Non, pas du tout. Le président Trump faisait référence à l’accord de paix historique qui a été signé le 27 juin. Mais la paix est un processus, ce n’est pas un interrupteur qu’on allume ou qu’on éteint. Les parties se sont engagées dans cette médiation et, pour que cela fonctionne, il fallait d’abord que tous les mécanismes nécessaires soient mis en place.

Les parties s’étaient donné 90 jours pour le faire, et c’est désormais le cas. Nous pouvons donc passer à la prochaine phase. Il faut comprendre que tout cela a commencé bien avant la signature du 27 juin, il y a eu des négociations pour parvenir à cet accord. Ce travail se poursuit.

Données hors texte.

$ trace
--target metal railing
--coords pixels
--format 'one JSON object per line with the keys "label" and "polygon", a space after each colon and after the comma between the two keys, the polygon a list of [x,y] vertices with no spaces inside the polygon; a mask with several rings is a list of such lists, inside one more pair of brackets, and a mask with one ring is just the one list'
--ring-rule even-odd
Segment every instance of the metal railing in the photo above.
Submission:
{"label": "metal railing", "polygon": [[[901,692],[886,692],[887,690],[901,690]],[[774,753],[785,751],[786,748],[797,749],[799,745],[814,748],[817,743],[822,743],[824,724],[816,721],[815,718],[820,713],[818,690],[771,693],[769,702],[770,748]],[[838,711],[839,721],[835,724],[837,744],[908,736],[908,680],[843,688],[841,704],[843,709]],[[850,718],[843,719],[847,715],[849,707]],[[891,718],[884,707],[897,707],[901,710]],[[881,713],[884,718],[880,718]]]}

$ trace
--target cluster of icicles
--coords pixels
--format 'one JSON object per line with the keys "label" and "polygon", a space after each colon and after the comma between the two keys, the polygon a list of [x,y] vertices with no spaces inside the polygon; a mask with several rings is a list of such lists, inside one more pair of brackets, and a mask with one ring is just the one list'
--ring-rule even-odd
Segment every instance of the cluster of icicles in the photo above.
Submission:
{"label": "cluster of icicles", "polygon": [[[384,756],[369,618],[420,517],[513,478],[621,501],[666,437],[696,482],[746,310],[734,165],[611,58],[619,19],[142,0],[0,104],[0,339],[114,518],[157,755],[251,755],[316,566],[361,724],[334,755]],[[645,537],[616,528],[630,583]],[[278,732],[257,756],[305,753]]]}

Avez-vous un calendrier pour la neutralisation des Forces démocratiques de libération du Rwanda (FDLR) réclamée par Kigali ?

Cela fait partie des négociations en cours et du dispositif que nous avons lancé récemment, le Mécanisme conjoint de coopération en matière de sécurité, auquel les États-Unis apportent leur aide. Il comporte différentes phases. La première dure 90 jours, jusqu’à la fin de cette année. Ces détails de calendrier doivent être discutés par le Mécanisme.

Les sanctions sont un outil que nous gardons sous la main, mais nous espérons vraiment que tout le processus se déroulera sans heurt.

Les États-Unis vont-ils maintenir leur rôle de médiateur dans cette crise ?

Absolument. Nous apportons un soutien total et une assistance technique complète à tous ces dispositifs. L’accord de paix est unique, dans le sens où il prévoit plusieurs rouages pour garantir sa mise en œuvre. Et, depuis qu’il a été signé, nous avons ajouté plusieurs comités : l’un est consacré aux questions humanitaires, il y a également le Mécanisme conjoint et enfin le comité travaillant sur les questions économiques.

C’est cela, l’aspect unique de cet accord : il est complet, et dispose des rouages permettant aux deux parties de progresser. Mais rien ne peut être fait du jour au lendemain.

Les États-Unis sont-ils prêts à imposer des sanctions aux deux parties si les engagements pris en juin ne sont pas respectés ?

Les États-Unis disposent de nombreux outils à leur disposition, qui peuvent être utilisés si nécessaire et déclenchés à tout moment. En août, nous avons annoncé certaines sanctions contre des individus et des groupes impliqués dans l’exploitation minière et le commerce illicite de minerais. Le M23 a été sanctionné par les États-Unis sous l’administration précédente. C’est un outil que nous gardons sous la main, mais nous espérons vraiment que tout le processus se déroulera sans heurt, afin de ne pas avoir à y recourir.

Beaucoup d’entreprises américaines sont prêtes à investir des milliards de dollars en RDC.

Qu’en est-il des perspectives d’investissements américains que vous souhaitez promouvoir dans le cadre de ce processus ?

C’est aussi en cours de finalisation et tout cela sera officialisé très bientôt dans le cadre d’une cérémonie d’annonce globale. Notre premier objectif, le principal, c’est de ramener la paix dans la région. Le second c’est effectivement la mise en place d’une coopération économique stratégique dont nous sommes en train de négocier les détails avec la RDC. Nous discutons aussi d’axes de coopération avec le Rwanda et, peut-être plus tard, avec d’autres États de la région.

Il y a aujourd’hui beaucoup d’entreprises – américaines, mais pas seulement – qui sont prêtes à investir des milliards de dollars en RDC. Et pas uniquement dans les mines. Les États-Unis soutiennent cela à travers la DFC (Development Finance Corporation). Il y a aussi le corridor de Lobito, pour lequel nous apportons un important soutien économique, notamment pour la rénovation du chemin de fer jusqu’en RDC.